Non è povera per 100 euro

«E chi l’avrebbe detto. Lavorare tutta la vita per poi sentirsi dare dell’infedele». Luisa I. viaggia verso gli 80 ma non ha perso il suo sense of humor. È una di quelle anziane signore che fanno un vanto della riservatezza ma questa volta ha deciso di mugugnare pubblicamente. «Perché, vede, Berlusconi dà e il Comune toglie». Il Governo le ha aumentato a 516 euro la pensione minima, da 450, meglio che niente. Tursi le ha appena scritto che la sua dichiarazione ai fini della maggiore detrazione d’imposta è «infedele, incompleta o inesatta».
Lei, pignola da far innervosire persino il commercialista, si rigira fra le mani quell’«avviso di accertamento Ici» e non si capacita. «Sta scritto qui: pensione integrata al minimo». Il problema è che, ecco, c’è minimo e minimo. Per restare in tema, la differenza è minima, ma a quanto pare c’è un minimo peggiore dell’altro. «Mi hanno spiegato che alla detrazione ha diritto chi neppure si capisce come faccia a possederla, una casa, e non io che ho la pensione minima» racconta Luisa amareggiata.

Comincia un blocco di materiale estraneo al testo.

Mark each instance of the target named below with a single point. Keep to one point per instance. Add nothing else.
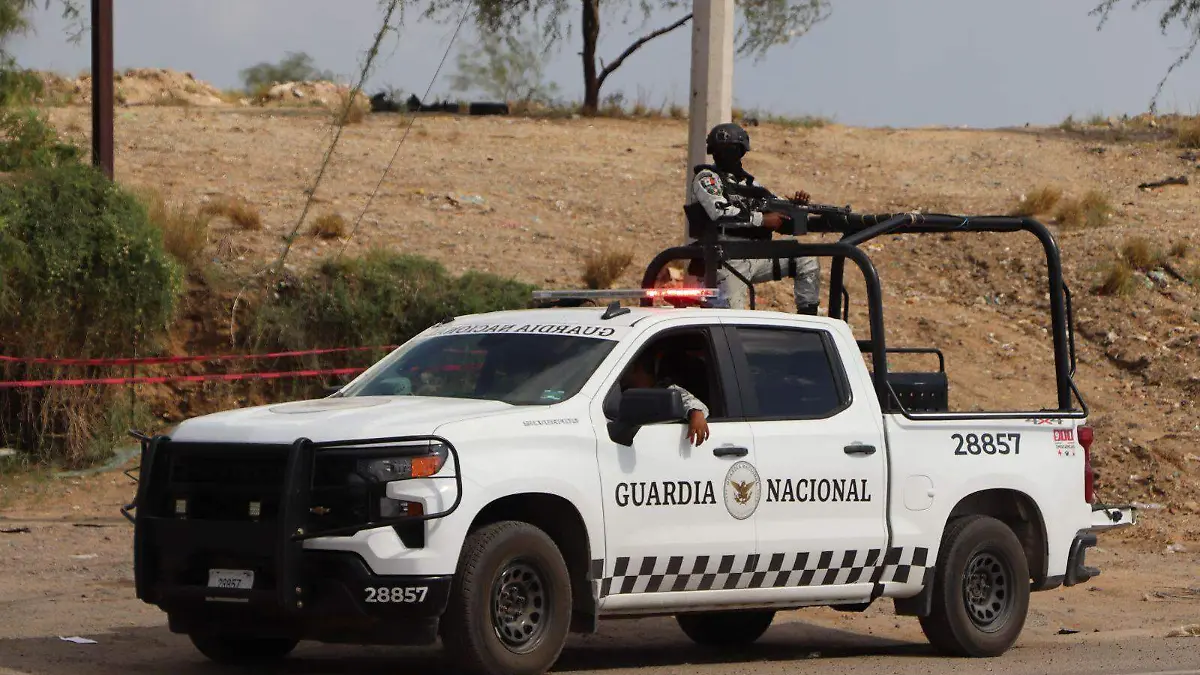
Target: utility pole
(712, 77)
(102, 85)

Il problema, lamenta, è che «sui moduli non è indicata alcuna cifra, e per gli anziani come me è difficile tradurrli», e ci sarebbe da aggiungere che lo è per tutti, commercialisti compresi. Luisa, un passato da commerciante e un appartamento di cinque vani a mezzo a San Fruttuoso, da brava donna d’altri tempi si racconta in lire. Dice che con la sua pensione prende 11 milioni all’anno, e che la detrazione spetta a chi non arriva ai 9 milioni e 900 mila.
Risultato: dovrà pagare quella che sulla lettera della Direzione tributi del Comune compare alla voce «maggiore imposta dovuta», più gli interessi, le spese di notifica e naturalmente la sanzione amministrativa. Trattasi di 151 euro per il 2000 e di 146,80 per il 2001, in attesa di scoprire quale sia l’importo per gli anni successivi, 2002, 2003, 2004. Il tutto entro 60 giorni, pena altra sanzione di altri 100 euro. Non saranno cifre astronomiche, ma tutto dipende da quanto ammonta il minimo.